Thus the route is ${\displaystyle {\overline {P_{11}P_{34}}}}$ one side length ${\displaystyle a}$ and ${\displaystyle P_{34}}$ a corner point of the 51 corner you are looking for.

The position of the corner point ${\displaystyle P_{34}}$ of the 51-sided result from the number of side lengths ${\displaystyle a_{A}}$ those in the central angle ${\displaystyle 120^{\circ }}$ are included

${\displaystyle a_{A}={\frac {120^{\circ }}{7{,}0588235294117647}}=17,}$ it follows
starting from the corner point not counted ${\displaystyle P_{0},}$ clockwise the 17th corner corresponds to the corner ${\displaystyle P_{34}}$ which is counted counterclockwise.

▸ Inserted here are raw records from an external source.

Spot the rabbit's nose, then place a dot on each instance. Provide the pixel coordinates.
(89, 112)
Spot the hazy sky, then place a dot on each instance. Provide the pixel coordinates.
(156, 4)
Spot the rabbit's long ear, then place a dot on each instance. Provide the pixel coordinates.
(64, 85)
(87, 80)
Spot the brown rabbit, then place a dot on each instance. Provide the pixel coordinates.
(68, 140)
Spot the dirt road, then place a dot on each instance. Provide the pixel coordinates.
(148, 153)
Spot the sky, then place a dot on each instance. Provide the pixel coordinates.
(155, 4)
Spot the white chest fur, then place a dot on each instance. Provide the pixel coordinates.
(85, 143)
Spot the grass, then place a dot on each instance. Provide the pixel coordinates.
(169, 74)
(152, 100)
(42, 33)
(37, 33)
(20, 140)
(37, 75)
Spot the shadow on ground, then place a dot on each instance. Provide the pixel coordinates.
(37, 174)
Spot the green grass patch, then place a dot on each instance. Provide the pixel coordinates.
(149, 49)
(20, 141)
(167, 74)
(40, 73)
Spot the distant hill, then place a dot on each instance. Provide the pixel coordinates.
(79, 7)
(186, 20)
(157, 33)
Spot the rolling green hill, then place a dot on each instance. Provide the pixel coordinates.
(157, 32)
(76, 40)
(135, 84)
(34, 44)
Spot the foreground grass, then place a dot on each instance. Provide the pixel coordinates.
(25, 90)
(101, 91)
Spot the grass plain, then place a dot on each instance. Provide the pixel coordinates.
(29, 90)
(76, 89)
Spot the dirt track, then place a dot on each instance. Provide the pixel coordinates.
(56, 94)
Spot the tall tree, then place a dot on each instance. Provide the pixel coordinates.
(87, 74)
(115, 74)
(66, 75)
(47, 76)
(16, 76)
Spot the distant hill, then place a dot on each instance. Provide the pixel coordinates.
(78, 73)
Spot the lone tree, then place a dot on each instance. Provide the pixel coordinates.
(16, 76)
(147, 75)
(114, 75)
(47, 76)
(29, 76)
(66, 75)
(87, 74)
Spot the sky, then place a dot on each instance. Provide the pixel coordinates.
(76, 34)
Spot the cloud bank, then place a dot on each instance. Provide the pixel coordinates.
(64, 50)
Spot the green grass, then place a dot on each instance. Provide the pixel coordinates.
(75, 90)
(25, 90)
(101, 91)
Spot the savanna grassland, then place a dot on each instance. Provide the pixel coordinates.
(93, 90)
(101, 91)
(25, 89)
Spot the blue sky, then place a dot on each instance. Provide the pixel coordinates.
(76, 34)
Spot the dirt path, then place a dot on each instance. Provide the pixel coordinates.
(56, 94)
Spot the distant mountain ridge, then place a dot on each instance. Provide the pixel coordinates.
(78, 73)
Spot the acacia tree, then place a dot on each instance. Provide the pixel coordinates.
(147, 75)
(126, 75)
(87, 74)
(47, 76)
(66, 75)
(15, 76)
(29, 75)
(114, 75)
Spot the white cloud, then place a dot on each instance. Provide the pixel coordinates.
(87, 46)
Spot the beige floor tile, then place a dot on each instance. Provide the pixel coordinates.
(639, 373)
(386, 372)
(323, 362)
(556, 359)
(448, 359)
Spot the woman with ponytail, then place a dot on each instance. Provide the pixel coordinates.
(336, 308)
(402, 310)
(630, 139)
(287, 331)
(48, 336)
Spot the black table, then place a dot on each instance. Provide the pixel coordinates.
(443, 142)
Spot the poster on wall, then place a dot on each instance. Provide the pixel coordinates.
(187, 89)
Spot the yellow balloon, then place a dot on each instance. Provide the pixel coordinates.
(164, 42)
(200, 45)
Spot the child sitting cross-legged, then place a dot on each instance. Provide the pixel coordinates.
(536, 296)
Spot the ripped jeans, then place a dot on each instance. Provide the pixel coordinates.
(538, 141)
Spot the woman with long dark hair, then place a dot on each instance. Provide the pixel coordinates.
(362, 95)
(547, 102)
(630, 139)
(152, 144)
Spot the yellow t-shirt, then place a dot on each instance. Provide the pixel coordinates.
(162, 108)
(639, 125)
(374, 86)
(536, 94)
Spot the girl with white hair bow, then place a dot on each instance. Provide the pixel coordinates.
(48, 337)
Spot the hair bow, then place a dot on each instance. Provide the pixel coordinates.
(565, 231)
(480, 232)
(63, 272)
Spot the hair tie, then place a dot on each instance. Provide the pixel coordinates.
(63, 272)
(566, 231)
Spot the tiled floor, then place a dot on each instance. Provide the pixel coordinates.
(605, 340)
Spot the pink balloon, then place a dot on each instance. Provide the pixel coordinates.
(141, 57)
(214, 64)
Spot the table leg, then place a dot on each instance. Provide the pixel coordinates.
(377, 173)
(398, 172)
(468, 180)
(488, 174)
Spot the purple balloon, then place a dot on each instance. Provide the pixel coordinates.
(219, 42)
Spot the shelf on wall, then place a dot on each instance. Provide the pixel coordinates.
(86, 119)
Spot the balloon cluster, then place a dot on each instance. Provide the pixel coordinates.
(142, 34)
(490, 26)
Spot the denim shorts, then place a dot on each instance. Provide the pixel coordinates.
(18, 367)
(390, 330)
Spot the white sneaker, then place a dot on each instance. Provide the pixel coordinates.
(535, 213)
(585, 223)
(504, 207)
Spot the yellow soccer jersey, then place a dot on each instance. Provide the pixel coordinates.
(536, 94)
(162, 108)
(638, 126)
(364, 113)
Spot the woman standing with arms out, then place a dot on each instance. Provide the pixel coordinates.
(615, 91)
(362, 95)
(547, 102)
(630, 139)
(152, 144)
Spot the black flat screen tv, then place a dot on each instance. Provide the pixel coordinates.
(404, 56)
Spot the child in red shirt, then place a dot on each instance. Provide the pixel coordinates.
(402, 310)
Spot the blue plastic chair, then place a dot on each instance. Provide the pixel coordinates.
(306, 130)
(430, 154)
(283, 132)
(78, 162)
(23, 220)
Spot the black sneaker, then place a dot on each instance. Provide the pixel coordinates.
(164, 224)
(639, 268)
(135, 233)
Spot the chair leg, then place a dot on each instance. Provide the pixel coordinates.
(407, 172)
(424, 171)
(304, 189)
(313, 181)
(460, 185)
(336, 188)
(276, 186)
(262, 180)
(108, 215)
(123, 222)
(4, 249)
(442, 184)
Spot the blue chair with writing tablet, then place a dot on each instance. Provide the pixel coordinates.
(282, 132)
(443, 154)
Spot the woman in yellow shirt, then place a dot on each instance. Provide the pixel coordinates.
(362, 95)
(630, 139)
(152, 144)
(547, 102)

The 17th corner point of the 51 corner is therefore based on the central axis ${\displaystyle {\overline {QP_{0}}}}$, exactly opposite the 34th corner point.

### Construction description

The identifiers in Figure 2, which have been changed compared to the original, correspond to those used today.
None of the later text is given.